Crime & Courts

‘It’s in God’s hands now,’ father says as bail set at $3 million in Kotzebue child murder case

A Kotzebue judge set bail at $3 million Tuesday for a man accused of kidnapping, raping and strangling a 10-year-old girl.

In granting prosecutors' full bail request, Magistrate Judge Aaron Michels declared Peter Vance Wilson, 41, a substantial potential risk to the community. Wilson is accused of killing Ashley Johnson-Barr on Sept. 6 in Kotzebue.

The girl's father, Scotty Barr, spoke briefly at Wilson's initial court appearance on the state charges.

"I don't know where to begin," he said, his voice breaking.

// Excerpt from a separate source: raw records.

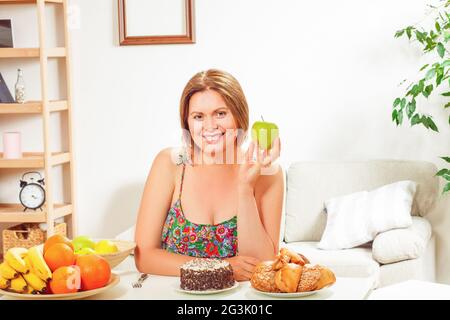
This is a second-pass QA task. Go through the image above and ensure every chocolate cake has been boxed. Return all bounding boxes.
[180,258,234,291]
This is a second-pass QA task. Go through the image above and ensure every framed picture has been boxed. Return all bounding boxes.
[0,19,14,48]
[118,0,195,46]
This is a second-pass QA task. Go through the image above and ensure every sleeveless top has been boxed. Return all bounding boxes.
[161,163,237,258]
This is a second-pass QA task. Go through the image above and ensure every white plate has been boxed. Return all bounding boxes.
[0,273,120,300]
[175,281,239,294]
[251,286,331,298]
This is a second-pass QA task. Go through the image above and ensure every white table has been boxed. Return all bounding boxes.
[0,256,374,300]
[87,257,374,300]
[369,280,450,300]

"It's in God's hands now, as well as you, the judge," Barr said. "And as well as the district attorney. I trust that all you guys are going to make the best decision for our family. Our community."

In the meantime, a spokesman for the state Department of Public Safety said he could not comment on whether DNA obtained from Wilson has been matched to any unsolved cases in federal databases.

"Investigators are continuing to analyze all the evidence that has been obtained through the investigation but beyond that … I should leave it at that," said public safety spokesman Jonathon Taylor.

Wilson faces nine felony counts, including murder, kidnapping, sexual abuse of a minor and an evidence tampering charge related to allegations he pocketed the girl's cellphone after killing her.

Prosecutors asked the judge to deny Wilson the opportunity for supervised release as he awaits trial, citing "extremely, extremely dangerous behavior." Wilson has essentially been homeless in Kotzebue in recent months, the prosecuting attorney said, drifting among three homes and with no known employment.

"There's DNA evidence. The fact that he had the cellphone with him," said Assistant District Attorney Rachel Ahrens. "It is a very strong case for the state to prove at this time."

Magistrate Judge Michels noted that he had received a pretrial report for Wilson and that Wilson was potentially eligible to be released on his own recognizance under certain conditions.

Michels said that clearly should not be allowed in this case.

"This is a case that has affected the community like, I think, nothing in recent memory," Michels said.

The judge appointed Wilson a public defender. His next court appearance on the state charges — Wilson also faces a federal charge of lying to the FBI — is scheduled for Oct. 4.